Several good things to read!

The evil work of terrorists (not militants, as some journalists describe them) in Beslan was horrific. The WSJ has a good editorial pointing out that it should be hard to justify specifically targeting children in a school, and that we need to foment a worldview shift on terrorism as the British did for slavery in the 19th century. Dennis Prager again points out that it is only Muslims who are doing such things (even if it is only a minority of Muslims):


With the psychopathic cruelty at a Russian elementary school, have we reached
the point where people of goodwill can ask serious questions about Muslims and
Islam? Or are any challenging questions still to be dismissed as "Muslim
bashing" or, even more absurdly, "racist," as if religion were a race?
The
truth is that everyone with a conscience has questions about Muslims and Islam.
But the most powerful religion in America, the religion of tolerance, has
rendered it almost impossible to ask any such questions. Most people are so
afraid of being branded intolerant that the most natural and goodhearted
questions are only posed by the handful who have the courage to do so (usually
conservative Christians).


Kevin Miller has great suggestions for anyone is leadership roles who is struggling with information overload. Recommended.


I am praying that President Bush will win the election by a large margin, so there is no doubt about his credibility with the electorate. I'm encouraged in read Brendan Miniter's reasoning for why Bush will win at least 53% of the vote.

But I'm concerned about the Bush Administration pushing for more federal spending on non-defense needs. The federal involvement in education is unconstitutional, though a pragmatist like George W. Bush sees that it may be necessary to prevent the wholesale implosion of public schooling. Terence Jeffrey has a nice column explaining his concerns about how we are setting up a fiscal civil war in the next generation.

Ben Shapiro helps us understand the slippery slope of the religion of tolerance:
"The new religion of tolerance provides a slippery slope into moral oblivion.
All activity must be tolerated, since sympathy for friends and family trumps
traditional morality. With tolerance for sin comes acceptance of sin, and with
acceptance, promotion. With Roe vs. Wade, Americans grudgingly tolerated
abortion.
With tolerance came acceptance: Those who received abortions
were no longer seen as immoral. Instead, they were the moral equals of ordinary
mothers. Finally, abortion was promoted as a valuable alternative to pregnancy
completion -- and those who condemned abortion were slandered as sinners.
When Republicans passed the partial-birth abortion ban last year, Sen.
Barbara Boxer of California complained that such policy was immoral: "What I
think is immoral is to take your views ... or my views ... and force them on the
people of this country," she stated. "It is disrespectful, it isn't right, and
it isn't what America is about."
The same progression holds true for gay marriage: tolerance, acceptance and promotion.

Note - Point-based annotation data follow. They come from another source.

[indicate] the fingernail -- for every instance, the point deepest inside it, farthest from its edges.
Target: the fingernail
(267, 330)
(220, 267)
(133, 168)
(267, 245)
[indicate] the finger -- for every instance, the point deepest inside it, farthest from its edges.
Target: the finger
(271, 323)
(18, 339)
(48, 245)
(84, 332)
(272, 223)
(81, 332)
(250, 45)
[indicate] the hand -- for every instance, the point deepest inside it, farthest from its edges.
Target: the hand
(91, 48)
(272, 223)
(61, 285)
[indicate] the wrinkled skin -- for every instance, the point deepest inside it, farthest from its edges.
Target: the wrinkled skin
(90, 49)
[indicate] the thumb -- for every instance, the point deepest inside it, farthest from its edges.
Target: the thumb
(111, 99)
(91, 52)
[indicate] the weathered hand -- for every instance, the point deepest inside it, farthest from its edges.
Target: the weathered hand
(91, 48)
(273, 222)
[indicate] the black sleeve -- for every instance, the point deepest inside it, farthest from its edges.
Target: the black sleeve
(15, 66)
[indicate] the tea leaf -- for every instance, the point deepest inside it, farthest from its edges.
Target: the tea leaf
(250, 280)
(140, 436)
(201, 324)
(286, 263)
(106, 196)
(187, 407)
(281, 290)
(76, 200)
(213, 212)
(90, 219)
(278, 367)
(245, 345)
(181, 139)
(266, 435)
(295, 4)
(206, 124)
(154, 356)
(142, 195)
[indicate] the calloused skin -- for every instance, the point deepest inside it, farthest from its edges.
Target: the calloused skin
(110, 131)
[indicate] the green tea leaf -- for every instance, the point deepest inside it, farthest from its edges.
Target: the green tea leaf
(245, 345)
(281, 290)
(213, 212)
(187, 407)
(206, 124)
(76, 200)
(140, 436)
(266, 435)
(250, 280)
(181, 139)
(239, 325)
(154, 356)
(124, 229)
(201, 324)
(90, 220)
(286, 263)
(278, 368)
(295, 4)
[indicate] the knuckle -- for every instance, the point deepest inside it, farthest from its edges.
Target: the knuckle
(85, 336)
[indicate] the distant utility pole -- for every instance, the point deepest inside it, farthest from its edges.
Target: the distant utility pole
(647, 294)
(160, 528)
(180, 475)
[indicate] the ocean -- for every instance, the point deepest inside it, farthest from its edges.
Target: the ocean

The first step is always tolerance, and tolerance must be attained by appealing to sympathy. The easiest way to gain sympathy for social liberalism is to point out close friends or relatives participating in sin, and then dare us to condemn their actions."


Those concerned about educating children should review the 1910 expectations for eighth graders.

Finally, for all Christian men and especially for pastors, there is Eugene Peterson's wonderful essay, Lashed to the Mast. Do not miss this.